Anyhow, driver #1 is unfortunately pretty far behind on the GL standard, but maybe in 1-2 years they'll catch up and implement the spec as of last year. But you can't ignore this driver because they have a significant and strategically growing market share. So as a developer who wants to reach this market, you can't afford to use those fancy extensions or the latest trendy "modern" GL supported by vendors A and B. You must do a min() operation across all the drivers and in many cases this driver gates what you can do.
Vendor C has no GL tools at all for either platform. Sorry - want to debug that graphics problem you're having? Welcome to 1999.
Vendor C - Driver #2
A complete disaster. This team's driver is barely used by any titles because GL on this platform is totally a second class citizen, so many codepaths in there just don't work. They can't update a buffer without massive, random corruption. This team will do stuff like give you a different, unique, buggy driver drop for every title in your back catalog for perf analysis or testing. This team will honestly ask you if "perf" or "correctness" is more important.
I've seen one well-known engine team spend over a year attempting to get their latest GL 4.x+trendy extensions backend working at all on this team's driver. Hey guys - this driver just doesn't work, just move on already and implement a plain GL 3.x backend with workarounds (just like togl and other shipping titles do today).
On the bright side, Vendor C feeds this driver team more internal information about their hardware than the other team. So it tends to be a few percent faster than driver #1 on the same title/hardware - when it works at all.
Other drivers:
In addition to the above major drivers, there are several open source drivers, mostly developed by the community, for hardware from vendors A and B. They tend to be behind the times from a GL perspective, but I hear they mostly work.
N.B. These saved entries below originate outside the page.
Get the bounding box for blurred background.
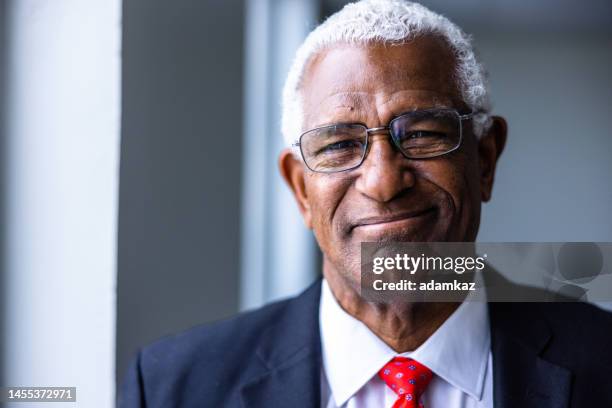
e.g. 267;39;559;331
0;0;611;406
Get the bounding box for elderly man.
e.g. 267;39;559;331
119;1;612;407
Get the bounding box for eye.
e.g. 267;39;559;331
325;140;362;150
402;130;448;140
317;139;364;155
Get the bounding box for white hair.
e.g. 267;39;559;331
281;0;492;147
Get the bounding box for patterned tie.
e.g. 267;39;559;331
378;357;433;408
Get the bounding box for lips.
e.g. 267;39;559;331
348;208;438;241
350;208;436;232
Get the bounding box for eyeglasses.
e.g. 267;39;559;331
293;108;477;173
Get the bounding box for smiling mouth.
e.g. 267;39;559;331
351;208;436;233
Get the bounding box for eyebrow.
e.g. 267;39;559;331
311;105;460;130
392;103;458;117
307;92;463;130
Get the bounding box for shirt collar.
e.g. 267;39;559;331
319;278;490;406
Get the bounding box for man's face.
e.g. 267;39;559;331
280;36;506;285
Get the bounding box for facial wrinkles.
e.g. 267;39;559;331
306;170;352;240
457;139;481;240
429;148;471;241
300;41;480;265
310;89;458;131
309;93;461;244
309;91;375;128
303;45;463;137
374;92;455;128
422;166;458;234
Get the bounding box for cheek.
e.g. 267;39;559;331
305;174;352;241
418;152;480;230
436;151;482;239
434;149;479;203
416;159;464;205
458;136;483;200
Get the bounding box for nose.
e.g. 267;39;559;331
354;133;416;202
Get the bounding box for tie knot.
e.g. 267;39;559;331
378;357;433;407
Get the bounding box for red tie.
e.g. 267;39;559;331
378;357;433;408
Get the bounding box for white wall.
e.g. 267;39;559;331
3;0;121;406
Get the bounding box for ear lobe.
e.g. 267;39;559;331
279;149;313;228
478;116;507;202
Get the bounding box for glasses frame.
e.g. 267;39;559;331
293;108;479;174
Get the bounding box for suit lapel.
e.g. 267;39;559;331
490;302;572;408
240;273;574;407
240;279;323;408
240;348;321;408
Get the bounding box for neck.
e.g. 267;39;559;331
324;262;460;352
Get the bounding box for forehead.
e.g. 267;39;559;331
301;36;464;127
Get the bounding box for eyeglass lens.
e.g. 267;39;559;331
299;109;462;173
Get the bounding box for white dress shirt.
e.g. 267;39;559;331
319;279;493;408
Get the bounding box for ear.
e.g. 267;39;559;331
478;116;507;202
279;148;313;229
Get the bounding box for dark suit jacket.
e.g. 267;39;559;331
119;278;612;407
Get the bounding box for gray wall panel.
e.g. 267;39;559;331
117;0;244;384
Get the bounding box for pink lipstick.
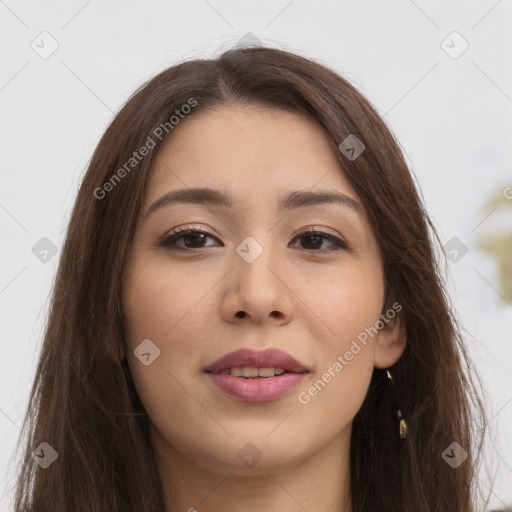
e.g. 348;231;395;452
204;348;309;403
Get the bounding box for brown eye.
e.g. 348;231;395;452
292;230;348;252
159;229;220;250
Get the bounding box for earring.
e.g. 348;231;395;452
386;369;408;439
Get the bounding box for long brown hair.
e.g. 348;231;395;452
13;46;487;511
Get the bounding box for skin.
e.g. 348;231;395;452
121;105;407;512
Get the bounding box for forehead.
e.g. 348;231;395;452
145;105;359;207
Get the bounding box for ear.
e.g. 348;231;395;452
373;305;407;369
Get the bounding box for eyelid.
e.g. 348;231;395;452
164;224;216;237
294;225;340;239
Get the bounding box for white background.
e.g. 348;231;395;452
1;1;511;510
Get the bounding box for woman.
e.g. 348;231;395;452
13;46;487;511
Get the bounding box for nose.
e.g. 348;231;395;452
220;238;295;325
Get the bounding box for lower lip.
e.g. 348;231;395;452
206;372;307;402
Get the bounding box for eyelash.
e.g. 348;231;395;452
158;226;348;253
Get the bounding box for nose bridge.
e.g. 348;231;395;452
235;233;276;289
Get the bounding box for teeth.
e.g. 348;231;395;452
258;367;276;377
243;366;259;378
220;366;287;378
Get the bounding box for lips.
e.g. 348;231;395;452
203;348;309;402
203;348;309;375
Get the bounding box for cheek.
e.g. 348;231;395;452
122;254;216;356
295;258;384;352
121;253;223;408
121;257;222;447
293;261;382;411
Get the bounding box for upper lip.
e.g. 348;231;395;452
204;348;309;374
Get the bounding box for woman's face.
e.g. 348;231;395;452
121;105;406;476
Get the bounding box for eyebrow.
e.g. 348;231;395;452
144;187;362;218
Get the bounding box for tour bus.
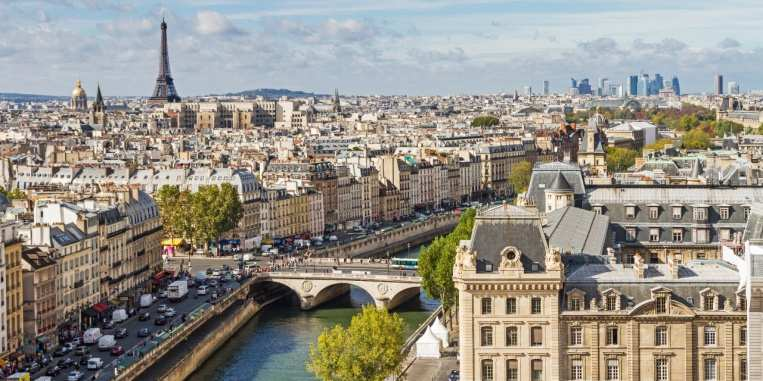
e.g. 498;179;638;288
390;257;419;270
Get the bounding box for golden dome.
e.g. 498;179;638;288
72;80;86;98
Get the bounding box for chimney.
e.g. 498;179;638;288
667;254;680;279
633;252;646;279
606;247;617;264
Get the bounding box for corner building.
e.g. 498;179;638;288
454;204;748;381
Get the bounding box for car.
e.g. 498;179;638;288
137;328;150;337
63;342;77;351
78;354;92;366
157;304;168;313
103;320;114;329
45;365;62;376
448;370;460;381
163;308;176;318
53;347;69;357
196;285;208;296
61;357;74;368
138;312;150;321
86;357;103;370
67;370;84;381
232;254;243;261
158;290;168;298
208;279;218;287
21;361;40;373
154;317;167;326
110;346;125;356
115;327;128;339
74;346;88;356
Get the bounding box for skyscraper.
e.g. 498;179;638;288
570;78;578;89
639;74;650;96
728;81;740;95
543;80;549;96
652;73;664;94
148;18;181;105
671;76;681;96
627;75;638;96
715;74;724;95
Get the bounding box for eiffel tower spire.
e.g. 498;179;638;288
148;18;180;105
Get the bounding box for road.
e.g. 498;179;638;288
31;259;240;381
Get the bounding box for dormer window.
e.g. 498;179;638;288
626;227;637;242
649;206;659;220
606;295;618;311
601;289;621;311
625;205;636;219
745;207;751;220
656;297;667;313
720;207;730;220
672;206;682;220
700;288;719;311
693;206;707;221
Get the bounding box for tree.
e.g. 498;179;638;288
682;129;711;149
471;115;499;127
605;147;638;173
308;306;405;381
758;122;763;134
217;183;243;234
7;188;26;200
712;120;744;137
644;138;674;151
418;208;476;310
509;161;533;194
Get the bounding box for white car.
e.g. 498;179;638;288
197;285;208;296
163;308;176;317
87;357;103;370
158;290;168;298
67;371;84;381
157;304;168;313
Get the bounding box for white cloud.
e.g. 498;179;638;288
194;10;243;35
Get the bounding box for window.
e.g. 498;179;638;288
650;206;659;220
593;206;603;214
655;326;668;346
481;359;494;381
506;297;517;314
531;326;543;346
606;326;619;345
481;326;493;346
741;327;747;346
570;359;583;380
672;206;682;219
606;295;618;311
606;359;619;380
625;206;636;219
720;228;731;241
741;358;747;381
704;358;716;381
570;326;583;346
626;227;637;241
655;359;669;381
738;296;747;311
672;228;683;242
569;297;581;311
481;297;492;315
506;326;518;346
695;228;708;244
650;228;660;242
507;359;519;381
704;326;717;346
531;359;543;381
693;207;707;221
702;294;717;312
720;207;730;220
531;297;542;314
745;207;751;220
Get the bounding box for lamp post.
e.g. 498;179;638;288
386;249;390;274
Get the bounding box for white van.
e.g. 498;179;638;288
139;294;153;308
97;335;116;350
83;328;102;345
112;308;128;323
87;357;103;370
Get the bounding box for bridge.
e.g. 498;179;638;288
257;271;422;310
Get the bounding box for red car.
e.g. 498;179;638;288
110;346;124;356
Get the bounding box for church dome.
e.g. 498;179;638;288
72;80;86;98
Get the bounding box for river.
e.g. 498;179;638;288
187;244;437;381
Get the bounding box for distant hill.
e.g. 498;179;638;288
224;88;328;99
0;93;68;102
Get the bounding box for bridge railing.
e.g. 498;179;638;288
265;271;421;282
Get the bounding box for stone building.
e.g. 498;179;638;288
1;224;23;355
70;80;87;112
454;203;748;381
21;247;57;353
578;113;608;175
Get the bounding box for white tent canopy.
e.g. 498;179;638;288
415;326;441;358
430;316;449;348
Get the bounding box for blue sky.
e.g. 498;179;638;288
1;0;762;96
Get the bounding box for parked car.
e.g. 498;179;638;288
115;327;128;339
110;346;124;356
67;370;84;381
138;312;150;321
154;317;167;326
137;328;150;337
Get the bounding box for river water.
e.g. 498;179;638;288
188;244;437;381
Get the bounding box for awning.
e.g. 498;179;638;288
92;303;109;314
161;238;185;246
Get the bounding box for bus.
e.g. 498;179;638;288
390;257;418;270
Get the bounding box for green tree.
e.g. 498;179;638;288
682;129;711;149
7;188;26;200
712;120;744;137
471;115;500;127
418;208;476;310
217;183;243;234
605;147;638;173
644;139;674;151
509;161;533;194
307;306;405;381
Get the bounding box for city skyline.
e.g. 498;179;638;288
1;0;762;96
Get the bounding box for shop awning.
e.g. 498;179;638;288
92;303;109;314
162;238;185;246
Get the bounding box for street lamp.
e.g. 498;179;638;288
386;249;390;274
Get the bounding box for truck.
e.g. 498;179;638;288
167;280;188;302
111;308;127;323
139;294;153;308
83;328;102;345
97;335;115;350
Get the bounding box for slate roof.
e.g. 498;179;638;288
21;247;55;269
548;171;573;192
543;207;609;255
527;162;585;211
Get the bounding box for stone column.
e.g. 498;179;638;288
628;320;640;381
685;322;694;381
591;322;600;380
724;322;734;381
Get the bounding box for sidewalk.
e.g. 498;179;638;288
404;352;458;381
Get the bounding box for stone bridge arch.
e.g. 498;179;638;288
257;273;422;310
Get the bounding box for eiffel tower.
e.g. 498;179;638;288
148;18;180;105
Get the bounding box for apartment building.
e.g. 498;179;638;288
21;247;57;353
1;224;23;355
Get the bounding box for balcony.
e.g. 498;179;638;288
73;280;84;289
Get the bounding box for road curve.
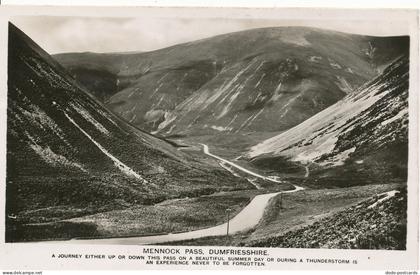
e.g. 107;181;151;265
46;144;303;245
201;144;286;183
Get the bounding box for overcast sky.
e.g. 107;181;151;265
10;16;409;54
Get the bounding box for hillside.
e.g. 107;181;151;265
54;28;408;137
249;187;407;250
247;55;409;187
6;23;252;241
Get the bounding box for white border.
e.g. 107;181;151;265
0;4;418;271
1;0;420;9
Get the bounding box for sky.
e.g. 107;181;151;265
10;15;410;54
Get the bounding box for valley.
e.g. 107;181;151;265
5;23;264;242
43;144;302;244
164;183;405;249
6;22;410;250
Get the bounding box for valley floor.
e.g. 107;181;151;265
10;141;406;249
161;183;405;249
10;142;292;242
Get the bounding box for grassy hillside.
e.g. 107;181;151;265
247;56;409;187
249;187;407;250
54;28;408;138
161;184;406;250
6;23;253;242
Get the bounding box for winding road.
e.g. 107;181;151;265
201;144;286;183
50;144;303;245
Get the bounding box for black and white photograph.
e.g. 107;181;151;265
0;4;419;271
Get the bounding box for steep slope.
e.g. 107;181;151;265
247;56;409;187
249;187;407;250
54;27;408;136
6;23;251;241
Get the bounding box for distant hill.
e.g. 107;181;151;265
6;23;251;241
54;27;409;136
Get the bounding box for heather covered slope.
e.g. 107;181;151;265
6;23;251;241
247;56;409;187
54;27;408;136
249;188;407;250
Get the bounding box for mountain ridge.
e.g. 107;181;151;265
54;27;409;138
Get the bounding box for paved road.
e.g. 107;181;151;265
201;144;286;184
47;144;303;245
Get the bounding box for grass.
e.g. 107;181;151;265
70;191;253;237
171;141;298;190
250;186;407;249
6;220;99;242
161;183;404;247
171;132;283;160
9;189;275;241
6;26;258;242
248;183;402;241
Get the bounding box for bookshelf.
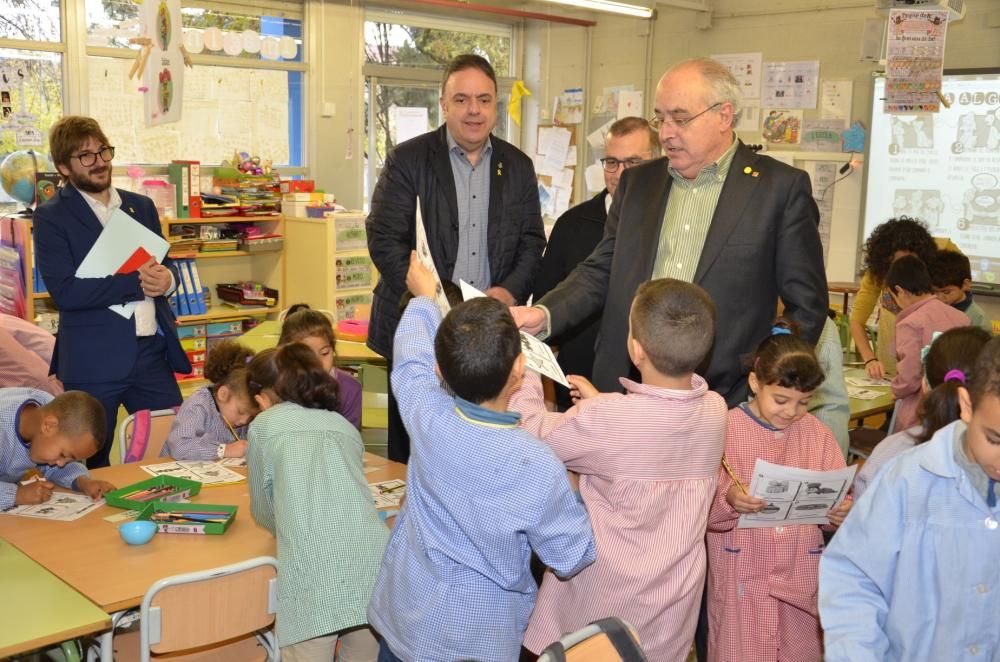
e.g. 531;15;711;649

I don't have any real experience or hard data with these drivers, because I've been fearful that working with these open source/reverse engineered drivers would have pissed off each vendor's closed source teams so much that they wouldn't help.
Vendor A hates these drivers because they are deeply entrenched in the current way things are done. These devs have things like mortgages and college funds (or whatever) to keep funding, so there's a massive amount of inertia from this camp. There's no way they are going to release their Top Secret GPU Specs to the public, or (gasp!) open source their driver. Vendor A will have to jump on the open source driver bandwagon soon in order to better compete against Vendor C's open model, whether they like it or not.
Vendor B halfheartedly helps their open source driver by funding a tiny team to keep the thing working. At some point, the open source driver for Vendor B's GPU may be a more viable path forward then their half-functional closed source driver.